Speakers

Hadas Kress-Gazit

Hadas Kress-Gazit is a Professor at the Sibley School of Mechanical and Aerospace Engineering at Cornell University. She received her Ph.D. in Electrical and Systems Engineering from the University of Pennsylvania in 2008 and has been at Cornell since 2009. Her research focuses on formal methods for robotics and automation and more specifically on synthesis for robotics – automatically creating verifiable robot controllers for complex high-level tasks. Her group explores different types of robotic systems including modular robots, soft robots and swarms and synthesizes (pun intended) ideas from different communities such as robotics, formal methods, control, hybrid systems and computational linguistics.

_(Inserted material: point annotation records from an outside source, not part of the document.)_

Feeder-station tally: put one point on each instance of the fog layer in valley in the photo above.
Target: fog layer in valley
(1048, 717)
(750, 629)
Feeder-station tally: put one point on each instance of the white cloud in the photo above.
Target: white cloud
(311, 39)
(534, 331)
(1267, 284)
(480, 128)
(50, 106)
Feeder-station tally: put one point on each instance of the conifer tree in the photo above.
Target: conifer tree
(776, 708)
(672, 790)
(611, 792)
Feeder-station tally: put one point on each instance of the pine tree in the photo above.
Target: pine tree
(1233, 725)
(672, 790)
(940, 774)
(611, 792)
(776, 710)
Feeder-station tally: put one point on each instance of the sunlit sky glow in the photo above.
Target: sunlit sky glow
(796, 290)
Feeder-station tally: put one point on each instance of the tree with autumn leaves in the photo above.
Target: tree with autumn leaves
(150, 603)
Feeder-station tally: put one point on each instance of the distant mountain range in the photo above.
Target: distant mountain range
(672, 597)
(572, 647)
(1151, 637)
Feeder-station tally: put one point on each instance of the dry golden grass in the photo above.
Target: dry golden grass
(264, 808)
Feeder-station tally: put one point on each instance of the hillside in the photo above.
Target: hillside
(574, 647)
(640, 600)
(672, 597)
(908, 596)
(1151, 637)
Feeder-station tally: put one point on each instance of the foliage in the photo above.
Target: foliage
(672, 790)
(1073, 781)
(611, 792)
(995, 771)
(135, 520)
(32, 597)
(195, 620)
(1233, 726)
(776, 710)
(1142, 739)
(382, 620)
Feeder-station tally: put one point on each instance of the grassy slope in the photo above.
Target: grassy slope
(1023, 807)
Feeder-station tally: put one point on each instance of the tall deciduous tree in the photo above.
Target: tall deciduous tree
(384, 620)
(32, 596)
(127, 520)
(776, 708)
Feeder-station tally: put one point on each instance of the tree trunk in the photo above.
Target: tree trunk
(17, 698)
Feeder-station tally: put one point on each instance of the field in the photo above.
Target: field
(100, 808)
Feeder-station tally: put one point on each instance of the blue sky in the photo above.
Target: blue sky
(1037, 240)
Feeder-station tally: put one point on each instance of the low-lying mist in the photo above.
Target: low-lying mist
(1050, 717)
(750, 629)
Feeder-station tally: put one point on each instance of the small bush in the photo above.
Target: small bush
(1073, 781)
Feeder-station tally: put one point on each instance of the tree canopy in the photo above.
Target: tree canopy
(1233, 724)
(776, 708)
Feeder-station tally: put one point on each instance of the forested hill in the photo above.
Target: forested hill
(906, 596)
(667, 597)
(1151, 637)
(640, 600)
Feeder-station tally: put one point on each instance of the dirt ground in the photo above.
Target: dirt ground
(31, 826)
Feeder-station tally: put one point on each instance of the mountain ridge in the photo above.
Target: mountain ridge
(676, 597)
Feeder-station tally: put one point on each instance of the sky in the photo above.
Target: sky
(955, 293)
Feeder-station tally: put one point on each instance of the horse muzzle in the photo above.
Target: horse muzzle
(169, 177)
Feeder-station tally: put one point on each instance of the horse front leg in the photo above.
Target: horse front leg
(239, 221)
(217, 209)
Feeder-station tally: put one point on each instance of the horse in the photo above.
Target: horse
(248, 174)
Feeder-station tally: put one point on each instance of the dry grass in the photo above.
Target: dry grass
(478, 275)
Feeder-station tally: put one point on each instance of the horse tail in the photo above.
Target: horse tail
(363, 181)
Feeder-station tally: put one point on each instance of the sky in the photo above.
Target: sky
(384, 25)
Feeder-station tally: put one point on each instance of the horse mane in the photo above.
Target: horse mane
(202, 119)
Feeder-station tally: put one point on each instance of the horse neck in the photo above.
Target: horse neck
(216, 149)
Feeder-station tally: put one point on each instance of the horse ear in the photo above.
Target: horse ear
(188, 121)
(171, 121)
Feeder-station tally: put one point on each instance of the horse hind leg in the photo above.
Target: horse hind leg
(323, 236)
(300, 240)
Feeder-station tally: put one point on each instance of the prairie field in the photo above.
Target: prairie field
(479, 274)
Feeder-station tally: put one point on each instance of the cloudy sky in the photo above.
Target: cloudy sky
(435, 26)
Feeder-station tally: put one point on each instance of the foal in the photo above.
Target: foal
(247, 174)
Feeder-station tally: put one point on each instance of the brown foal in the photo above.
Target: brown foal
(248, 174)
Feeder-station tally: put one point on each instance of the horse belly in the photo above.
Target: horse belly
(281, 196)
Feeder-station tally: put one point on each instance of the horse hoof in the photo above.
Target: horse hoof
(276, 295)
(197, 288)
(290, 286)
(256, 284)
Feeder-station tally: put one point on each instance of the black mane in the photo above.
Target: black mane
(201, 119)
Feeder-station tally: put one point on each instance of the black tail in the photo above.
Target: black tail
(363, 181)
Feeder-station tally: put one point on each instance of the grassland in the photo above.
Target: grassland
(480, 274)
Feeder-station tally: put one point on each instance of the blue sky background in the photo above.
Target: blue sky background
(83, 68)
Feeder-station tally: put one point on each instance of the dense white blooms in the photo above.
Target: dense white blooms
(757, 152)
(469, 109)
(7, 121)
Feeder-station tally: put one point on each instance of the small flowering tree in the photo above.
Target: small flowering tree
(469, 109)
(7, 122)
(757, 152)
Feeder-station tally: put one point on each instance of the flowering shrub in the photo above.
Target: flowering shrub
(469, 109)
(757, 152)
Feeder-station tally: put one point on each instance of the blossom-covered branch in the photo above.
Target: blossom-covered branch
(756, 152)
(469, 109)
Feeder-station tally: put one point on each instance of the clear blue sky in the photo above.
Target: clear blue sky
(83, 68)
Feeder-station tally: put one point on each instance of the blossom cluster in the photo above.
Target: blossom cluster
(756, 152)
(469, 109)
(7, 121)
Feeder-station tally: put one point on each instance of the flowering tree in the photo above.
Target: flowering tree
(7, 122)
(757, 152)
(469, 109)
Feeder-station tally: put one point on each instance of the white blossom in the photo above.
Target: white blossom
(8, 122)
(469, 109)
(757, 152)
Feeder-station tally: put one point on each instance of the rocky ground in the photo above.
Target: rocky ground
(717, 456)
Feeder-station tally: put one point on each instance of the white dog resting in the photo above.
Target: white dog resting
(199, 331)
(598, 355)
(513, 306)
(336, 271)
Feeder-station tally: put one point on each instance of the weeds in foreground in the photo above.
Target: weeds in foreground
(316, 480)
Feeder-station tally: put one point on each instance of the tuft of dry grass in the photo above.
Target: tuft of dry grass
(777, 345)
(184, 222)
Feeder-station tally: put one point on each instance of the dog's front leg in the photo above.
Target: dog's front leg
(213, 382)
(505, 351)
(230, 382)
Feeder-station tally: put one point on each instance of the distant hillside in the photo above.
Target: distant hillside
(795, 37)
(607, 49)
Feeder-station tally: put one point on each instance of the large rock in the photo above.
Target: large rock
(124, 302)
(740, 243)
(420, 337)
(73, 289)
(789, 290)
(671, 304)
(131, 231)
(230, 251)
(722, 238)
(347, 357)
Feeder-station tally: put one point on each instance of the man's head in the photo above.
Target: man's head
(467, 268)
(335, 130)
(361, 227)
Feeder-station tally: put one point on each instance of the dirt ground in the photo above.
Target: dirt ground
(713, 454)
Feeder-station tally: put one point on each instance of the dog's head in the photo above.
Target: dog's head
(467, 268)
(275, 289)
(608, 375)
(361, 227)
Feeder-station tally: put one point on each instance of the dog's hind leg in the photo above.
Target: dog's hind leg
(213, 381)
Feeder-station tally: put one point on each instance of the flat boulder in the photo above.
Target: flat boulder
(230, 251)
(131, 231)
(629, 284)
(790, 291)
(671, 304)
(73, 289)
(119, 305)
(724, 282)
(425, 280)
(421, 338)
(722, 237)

She is an IEEE fellow and has received multiple awards for her research, teaching and advocacy for groups traditionally underrepresented in STEM. She lives in Ithaca with her partner and two kids. 

Peter Stone

Peter Stone  is the founder and director of the Learning Agents Research Group (LARG) within the Artificial Intelligence Laboratory in the Department of Computer Science at The University of Texas at Austin, as well as associate department chair and Director of Texas Robotics. Peter was a co-founder of Cogitai, Inc. and am now Executive Director of Sony AI America. His main research interest in AI is understanding how we can best create complete intelligent agents. He considers adaptation, interaction, and embodiment to be essential capabilities of such agents. Thus, his research focuses mainly on machine learning, multiagent systems, and robotics. The most exciting research topics to Peter are those inspired by challenging real-world problems. He believes that complete successful research includes both precise, novel algorithms and fully implemented and rigorously evaluated applications. His application domains have included robot soccer, autonomous bidding agents, autonomous vehicles, and human-interactive agents.

Jesse Thomason

Jesse Thomason is an assistant professor at University of Southern California. He leads the GLAMOR Lab at USC. His research brings together natural language processing and robotics to connect language to the world (RoboNLP). Jess is interested in connecting language to agent perception and action, and lifelong learning through interaction.

David Abel

David Abel is a Senior Research Scientist at DeepMind in London. Before that, I completed my Ph.D in Computer Science at Brown University advised by Prof. Michael Littman. David got his start in research working with Prof. Stefanie Tellex during his Masters in CS at Brown, where he also completed a Masters in Philosophy working with Prof. Joshua Schechter. His research focuses on bringing clarity to the central philosophical questions surrounding agency, computation, and learning. David values research that provides new understanding, and tend to get excited by simple but foundational questions. He typically work with the reinforcement learning problem, drawing on tools and perspectives from across philosophy, math, and computer science. He is currently interested in better defining the main concepts of AI, such as learning, agency, and goals. Previously, his dissertation studied how agents model the worlds they inhabit, focusing on the representational practices that underly effective learning and planning.

Dagmar Sternad

The central interest of research in the Action Lab is the control and coordination of goal-directed human behavior. What organizational principles are at work when generating functional perceptually guided movements? The theoretical framework that pervades our studies interprets the actor in the environment as a dynamical system, which is high-dimensional, nonlinear, and capable of producing coordinated and adaptive behavior. More specifically, Prof. Sternad’s research agenda focuses on single- and multi- joint human movements in perceptually specified tasks. Her lab pursues a three-pronged research strategy consisting of: (1) an empirical component with behavioral experiments on human subjects, (2) theoretical work which develops mathematical models for movement generation on the basis of coupled dynamical systems, and (3) brain imaging studies that investigate the cerebral activity accompanying movement. More recently, Prof. Sternad’s lab has extended these experimental paradigms to neurological disorders such as Parkinson’s disease and the elderly.

Cédric Colas

Cédric Colas is interested in the study of artificial open-ended skill discovery, the ability for an artificial agent to grow an open-ended repertoire of skills along its life. This led me to focus on intrinsically motivated agents that set their own goals, autotelic agents.

Cédric is also convinced that to develop such abilities, agents will need to be immersed into rich socio-cultural worlds, to interact with their peers and with humans, to participate in a shared cultural evolution, with us. This idea is developed in our perspective article.

Cédric obtained my PhD at the Flowers Lab under the supervision of Pierre-Yves Oudeyer and Olivier Sigaud. The title of the thesis is Towards Vygotskian Autotelic Agents: Learning Skills with Goals, Language and Intrinsically Motivated Deep Reinforcement Learning (manuscript, defense).

Cédric is currently working with Joshua Tenenbaum and Jacob Andreas at MIT, where Cédric develops autotelic agents able to learn from humans and others using program synthesis methods.